A stronger than expected March U.S. employment report sent the dollar higher against most of its developed and emerging-market rivals on Friday.
The ICE U.S. dollar DXY, +0.15% a measure of the buck’s strength against a basket of rival currencies, was up 0.1% at 94.6500 after the data, reversing a decline from earlier in the session.
After weakening in the hours leading up to the data, the dollar abruptly turned after the data was released at 8:30 a.m. Eastern Time, spurred by a strong headline number, and a better-than-expected reading on average hourly wage growth.
Wages grew 0.3% in March, after declining by 0.1% in February. Investors cheered the number as sign inflation will continue to trend higher.
Read: U.S. adds 215,000 new jobs in March as more workers enter labor force
Jameel Ahmad, chief market analyst at FXTM, said the dollar’s gains were limited by the fact that traders still expect only two interest rate increases from the Federal Reserve this year.
“This report gives us a little more confidence that the Fed will be on the right track,” he said.
Ahmad said he’s keeping a close eye on the euro-dollar pair as it nears $1.1350, a key technical level.

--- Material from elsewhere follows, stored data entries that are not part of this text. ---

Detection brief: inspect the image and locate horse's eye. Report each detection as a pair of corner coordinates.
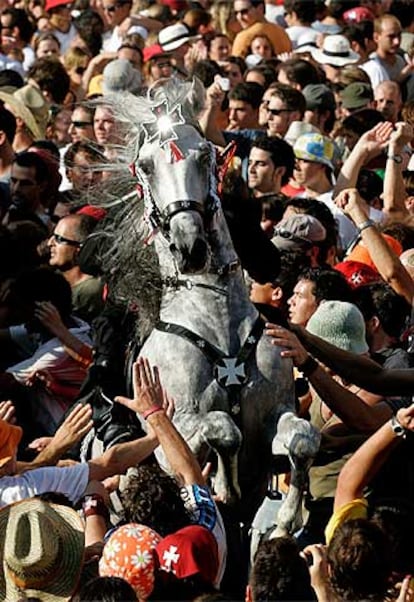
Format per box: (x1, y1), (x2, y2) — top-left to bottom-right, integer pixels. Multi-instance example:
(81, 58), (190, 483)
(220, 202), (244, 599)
(137, 158), (153, 175)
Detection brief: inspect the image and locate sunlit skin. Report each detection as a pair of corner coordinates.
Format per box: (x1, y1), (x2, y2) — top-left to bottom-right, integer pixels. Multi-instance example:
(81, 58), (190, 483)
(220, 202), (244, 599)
(266, 96), (297, 137)
(258, 86), (276, 126)
(67, 151), (102, 191)
(148, 56), (174, 83)
(293, 158), (325, 189)
(36, 38), (60, 58)
(250, 35), (273, 58)
(209, 35), (231, 62)
(234, 0), (257, 30)
(102, 0), (131, 28)
(69, 107), (95, 143)
(288, 279), (318, 325)
(48, 216), (82, 270)
(221, 61), (244, 88)
(374, 16), (402, 58)
(228, 99), (258, 130)
(93, 106), (115, 145)
(248, 147), (278, 194)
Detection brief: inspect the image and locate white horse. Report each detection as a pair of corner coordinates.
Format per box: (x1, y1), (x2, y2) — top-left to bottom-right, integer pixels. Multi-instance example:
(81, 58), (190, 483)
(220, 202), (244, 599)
(101, 80), (320, 532)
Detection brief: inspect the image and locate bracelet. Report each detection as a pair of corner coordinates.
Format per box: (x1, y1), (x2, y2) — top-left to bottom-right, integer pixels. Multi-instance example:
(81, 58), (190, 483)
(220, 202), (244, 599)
(82, 494), (109, 521)
(357, 219), (375, 233)
(387, 153), (402, 164)
(142, 405), (164, 420)
(298, 356), (318, 378)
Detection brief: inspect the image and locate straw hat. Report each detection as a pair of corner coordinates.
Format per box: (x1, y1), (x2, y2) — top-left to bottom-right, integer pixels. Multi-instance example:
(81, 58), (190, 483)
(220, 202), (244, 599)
(0, 84), (49, 139)
(0, 498), (84, 601)
(0, 421), (22, 469)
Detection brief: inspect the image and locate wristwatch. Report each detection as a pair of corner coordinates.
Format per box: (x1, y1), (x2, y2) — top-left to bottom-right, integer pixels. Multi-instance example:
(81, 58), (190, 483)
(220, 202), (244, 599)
(387, 153), (402, 164)
(391, 415), (407, 438)
(357, 219), (374, 233)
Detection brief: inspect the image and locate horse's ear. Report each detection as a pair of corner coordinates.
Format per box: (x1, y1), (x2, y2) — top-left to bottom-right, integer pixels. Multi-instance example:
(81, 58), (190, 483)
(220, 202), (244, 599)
(185, 77), (206, 116)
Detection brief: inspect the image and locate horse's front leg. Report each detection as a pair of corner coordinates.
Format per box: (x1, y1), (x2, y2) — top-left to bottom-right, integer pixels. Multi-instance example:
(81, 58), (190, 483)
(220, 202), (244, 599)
(199, 410), (242, 505)
(271, 412), (320, 536)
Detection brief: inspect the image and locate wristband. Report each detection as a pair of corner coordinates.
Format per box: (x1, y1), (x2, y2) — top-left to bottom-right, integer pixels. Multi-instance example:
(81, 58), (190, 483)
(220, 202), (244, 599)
(387, 153), (402, 164)
(298, 356), (318, 378)
(82, 494), (109, 521)
(390, 415), (407, 439)
(357, 219), (375, 233)
(142, 405), (164, 420)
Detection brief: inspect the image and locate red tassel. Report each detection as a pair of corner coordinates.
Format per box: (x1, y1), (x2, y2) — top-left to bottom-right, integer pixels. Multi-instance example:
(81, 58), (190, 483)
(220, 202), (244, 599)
(170, 141), (184, 162)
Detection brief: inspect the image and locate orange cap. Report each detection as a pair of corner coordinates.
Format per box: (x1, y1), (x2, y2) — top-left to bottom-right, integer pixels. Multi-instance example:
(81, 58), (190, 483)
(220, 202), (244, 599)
(0, 421), (22, 468)
(347, 234), (403, 270)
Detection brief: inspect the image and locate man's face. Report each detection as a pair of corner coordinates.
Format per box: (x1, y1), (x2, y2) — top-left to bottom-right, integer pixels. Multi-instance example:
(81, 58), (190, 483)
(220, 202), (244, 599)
(103, 0), (130, 27)
(10, 164), (42, 212)
(248, 147), (276, 193)
(118, 46), (142, 70)
(234, 0), (258, 29)
(288, 279), (318, 325)
(374, 18), (401, 55)
(69, 107), (95, 143)
(293, 157), (324, 188)
(374, 86), (402, 122)
(48, 216), (82, 270)
(222, 62), (244, 88)
(94, 106), (115, 145)
(209, 36), (231, 62)
(0, 14), (18, 52)
(258, 87), (274, 126)
(50, 6), (72, 33)
(68, 151), (102, 191)
(266, 95), (297, 137)
(228, 99), (257, 130)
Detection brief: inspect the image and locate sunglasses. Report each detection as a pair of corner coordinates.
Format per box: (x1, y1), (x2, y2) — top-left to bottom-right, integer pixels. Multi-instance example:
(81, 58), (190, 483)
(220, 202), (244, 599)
(51, 233), (82, 247)
(267, 108), (292, 116)
(71, 120), (93, 128)
(235, 7), (250, 15)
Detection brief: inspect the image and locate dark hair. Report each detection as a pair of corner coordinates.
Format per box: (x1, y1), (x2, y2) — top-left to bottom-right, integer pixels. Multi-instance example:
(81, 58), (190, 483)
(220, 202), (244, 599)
(80, 576), (138, 601)
(245, 64), (277, 89)
(60, 212), (99, 240)
(30, 139), (60, 161)
(191, 59), (223, 88)
(250, 536), (316, 601)
(328, 518), (392, 601)
(381, 222), (414, 250)
(343, 22), (374, 51)
(13, 151), (49, 183)
(269, 83), (306, 116)
(74, 10), (104, 56)
(0, 68), (24, 90)
(341, 108), (385, 137)
(283, 0), (316, 24)
(299, 267), (353, 304)
(357, 169), (383, 204)
(120, 463), (192, 536)
(389, 0), (414, 28)
(28, 58), (70, 104)
(277, 57), (320, 89)
(10, 266), (73, 321)
(261, 193), (287, 223)
(64, 141), (105, 170)
(251, 135), (295, 184)
(33, 31), (61, 54)
(274, 249), (311, 302)
(355, 282), (410, 338)
(283, 197), (338, 263)
(223, 55), (247, 76)
(0, 106), (16, 145)
(1, 7), (34, 43)
(229, 82), (264, 109)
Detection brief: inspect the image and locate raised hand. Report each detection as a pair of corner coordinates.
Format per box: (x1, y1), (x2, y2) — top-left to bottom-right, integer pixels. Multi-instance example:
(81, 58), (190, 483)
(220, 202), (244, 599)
(48, 403), (93, 454)
(115, 357), (165, 416)
(265, 323), (309, 366)
(335, 188), (369, 223)
(0, 400), (16, 424)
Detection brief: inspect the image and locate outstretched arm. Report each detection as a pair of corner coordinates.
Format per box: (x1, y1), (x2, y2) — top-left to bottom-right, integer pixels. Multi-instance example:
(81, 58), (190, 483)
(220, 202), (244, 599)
(334, 403), (414, 510)
(199, 77), (227, 148)
(383, 122), (413, 218)
(292, 324), (414, 397)
(115, 358), (205, 486)
(265, 324), (391, 432)
(336, 188), (414, 304)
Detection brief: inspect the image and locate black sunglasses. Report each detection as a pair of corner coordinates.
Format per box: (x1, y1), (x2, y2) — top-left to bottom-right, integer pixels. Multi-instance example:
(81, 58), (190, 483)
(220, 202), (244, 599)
(235, 7), (250, 15)
(71, 120), (93, 128)
(51, 233), (82, 247)
(267, 108), (292, 116)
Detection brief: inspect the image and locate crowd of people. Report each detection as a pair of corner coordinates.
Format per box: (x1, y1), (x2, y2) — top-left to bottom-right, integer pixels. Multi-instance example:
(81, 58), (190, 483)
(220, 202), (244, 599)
(1, 0), (414, 599)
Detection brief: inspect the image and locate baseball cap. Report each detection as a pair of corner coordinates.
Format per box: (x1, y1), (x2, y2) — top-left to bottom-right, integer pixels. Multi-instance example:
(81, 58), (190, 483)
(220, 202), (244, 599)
(303, 84), (336, 112)
(45, 0), (73, 11)
(294, 132), (335, 170)
(143, 44), (171, 62)
(335, 260), (380, 289)
(271, 214), (326, 251)
(343, 6), (375, 23)
(102, 58), (142, 95)
(340, 82), (373, 110)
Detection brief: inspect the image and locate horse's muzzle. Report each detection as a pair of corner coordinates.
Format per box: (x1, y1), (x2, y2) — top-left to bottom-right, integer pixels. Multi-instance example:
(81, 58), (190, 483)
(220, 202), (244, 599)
(170, 237), (209, 273)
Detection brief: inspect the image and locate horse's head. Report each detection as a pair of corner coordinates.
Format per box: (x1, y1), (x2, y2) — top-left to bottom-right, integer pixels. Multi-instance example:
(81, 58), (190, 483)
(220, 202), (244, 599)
(136, 112), (215, 274)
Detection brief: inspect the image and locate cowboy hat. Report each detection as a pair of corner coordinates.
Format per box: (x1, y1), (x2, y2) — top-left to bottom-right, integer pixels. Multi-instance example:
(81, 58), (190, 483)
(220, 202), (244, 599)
(0, 498), (84, 601)
(0, 84), (49, 139)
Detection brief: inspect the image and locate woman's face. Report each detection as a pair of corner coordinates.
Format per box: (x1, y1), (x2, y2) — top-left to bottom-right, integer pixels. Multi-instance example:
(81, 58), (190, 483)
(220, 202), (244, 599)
(251, 36), (273, 58)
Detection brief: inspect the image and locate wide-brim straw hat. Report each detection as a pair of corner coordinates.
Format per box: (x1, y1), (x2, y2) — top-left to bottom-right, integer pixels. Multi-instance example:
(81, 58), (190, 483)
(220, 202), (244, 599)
(0, 84), (48, 140)
(0, 498), (84, 601)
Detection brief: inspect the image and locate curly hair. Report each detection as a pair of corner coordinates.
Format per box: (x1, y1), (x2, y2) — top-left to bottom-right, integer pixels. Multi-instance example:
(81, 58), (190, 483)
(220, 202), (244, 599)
(120, 463), (192, 536)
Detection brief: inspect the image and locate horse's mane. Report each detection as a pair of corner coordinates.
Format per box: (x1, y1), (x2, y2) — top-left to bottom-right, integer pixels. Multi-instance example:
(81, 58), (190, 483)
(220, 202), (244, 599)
(87, 79), (206, 341)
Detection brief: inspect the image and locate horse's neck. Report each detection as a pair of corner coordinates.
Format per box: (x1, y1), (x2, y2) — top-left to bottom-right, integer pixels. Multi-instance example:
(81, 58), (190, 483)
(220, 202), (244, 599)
(155, 208), (258, 355)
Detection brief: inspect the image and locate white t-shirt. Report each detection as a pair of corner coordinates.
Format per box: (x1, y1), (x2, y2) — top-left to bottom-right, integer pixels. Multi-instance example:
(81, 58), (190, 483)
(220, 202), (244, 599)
(0, 462), (89, 508)
(286, 25), (317, 49)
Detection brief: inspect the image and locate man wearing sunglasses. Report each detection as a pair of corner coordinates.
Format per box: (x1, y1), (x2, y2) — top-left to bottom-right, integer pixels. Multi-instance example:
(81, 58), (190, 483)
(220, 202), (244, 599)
(232, 0), (291, 58)
(102, 0), (132, 53)
(48, 213), (104, 323)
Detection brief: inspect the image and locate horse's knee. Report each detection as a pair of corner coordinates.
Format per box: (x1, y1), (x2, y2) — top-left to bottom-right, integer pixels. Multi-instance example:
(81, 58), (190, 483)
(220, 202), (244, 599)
(200, 410), (242, 454)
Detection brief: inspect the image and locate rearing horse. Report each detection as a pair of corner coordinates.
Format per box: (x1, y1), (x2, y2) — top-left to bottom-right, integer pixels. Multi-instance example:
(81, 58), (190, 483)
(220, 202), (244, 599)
(102, 80), (320, 531)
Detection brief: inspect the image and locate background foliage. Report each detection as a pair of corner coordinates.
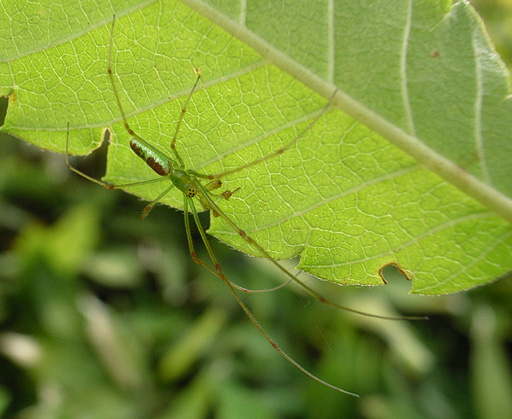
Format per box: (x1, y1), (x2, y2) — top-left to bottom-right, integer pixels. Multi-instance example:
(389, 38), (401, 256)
(1, 1), (512, 418)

If the shared currency finished the session below that level, it would suggest another leg lower looms.
The euro EURUSD, -0.0264% was at $1.1390 in recent trade, compared with $1.1381 late Thursday in New York. It traded as high as $1.1438 ahead of the data.
To start the year, the dollar lost some of its appeal amid falling interest rates. Lower U.S. yields undermined the dollar, and U.S. Treasury notes and bonds marked their best quarter in 4-1/2 years. As bond prices rise, their yields fall.
Read: Payrolls report may show march of workers back into the jobs market
The dollar USDJPY, -0.47% strengthened against the yen immediately after the data, but quickly turned lower, falling to ¥111.95 in recent trade. It traded at ¥112.51 late Thursday.
Beyond the jobs report, three economic reports are slated to arrive at 10 a.m. Eastern, covering construction spending in February, consumer sentiment in March and the March reading for the Institute for Supply Management’s manufacturing index.